One of a few other members of Astyanax to sport similar chevron markings is another relative of A. orthodus, Astyanax boliviensis; however, these shapes are much more apparent in life on A. boliviensis, and have distal extensions that connect each mark to the next, which A. anai lacks.

=== Sexual dimorphism ===
Mature males of A. anai develop backwards-facing bony hooks on the rays of the anal and ventral fins. Researchers have specifically noted a similarity to congener A. lacustris, but such hooks are not uncommon in other species of Astyanax. Mature females and juveniles of both sexes lack these hooks.

== Distribution and ecology ==
Astyanax anai has a relatively restricted range, present only in a few coastal drainages in Panama and Costa Rica that are a part of the Sixaola river basin. It is a lowland species, collected from waters at 0 to 100 meters in elevation; the holotype of A. anai - the original specimen upon which the description was based - was collected at 60 m. In terms of a more specific biotope, it has a noted preference for pools and backwaters, where it takes shelter in caves under the riverbank or in plant roots. However, it is adaptable to various conditions and can withstand various current speeds, as well as temperatures ranging from 21 C to 32 C. It will sometimes share its environment with congener Astyanax nicaraguensis, but is less common in flowing waters; in still areas, it may be more abundant.

Astyanax anai is omnivorous. It mainly eats seeds, but a substantial part of its diet is made up of insects, both terrestrial and aquatic.

== Conservation status ==
Astyanax anai is considered an endangered species due to a restricted range, a small extent of occurrence, and continued population decreases attributable largely to pesticide pollution. These pesticides are applied to local plantain and banana plantations, and may combine with a number of other factors to cause mass fish die-offs; for instance, "layers" of pesticides applied during an extended dry period may then get washed into the local watershed all at once during a period of heavy rainfall. However, this correlation has not been confirmed to be causal, and synergistic effects between pesticide use and other stressors, such as weather or food availability, are understudied.

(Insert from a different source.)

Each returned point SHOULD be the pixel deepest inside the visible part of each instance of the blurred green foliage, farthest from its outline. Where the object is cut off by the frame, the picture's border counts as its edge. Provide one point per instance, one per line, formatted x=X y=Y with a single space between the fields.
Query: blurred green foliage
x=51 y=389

The Sixaola river basin is already the subject on ongoing conservation research. Members of the local human population are invested in the region's wellbeing, considering that many livelihoods depend upon it. The International Union for the Conservation of Nature (IUCN) has hosted educational workshops focused upon the basic ecology of the region and actions that locals can take to conserve it. Factors such as these may provide an ecological buffer for the native aquatic species, including A. anai.

Due to its status as a relatively rare species, A. anai is a point of interest for conservationists researching the biodiversity of the region.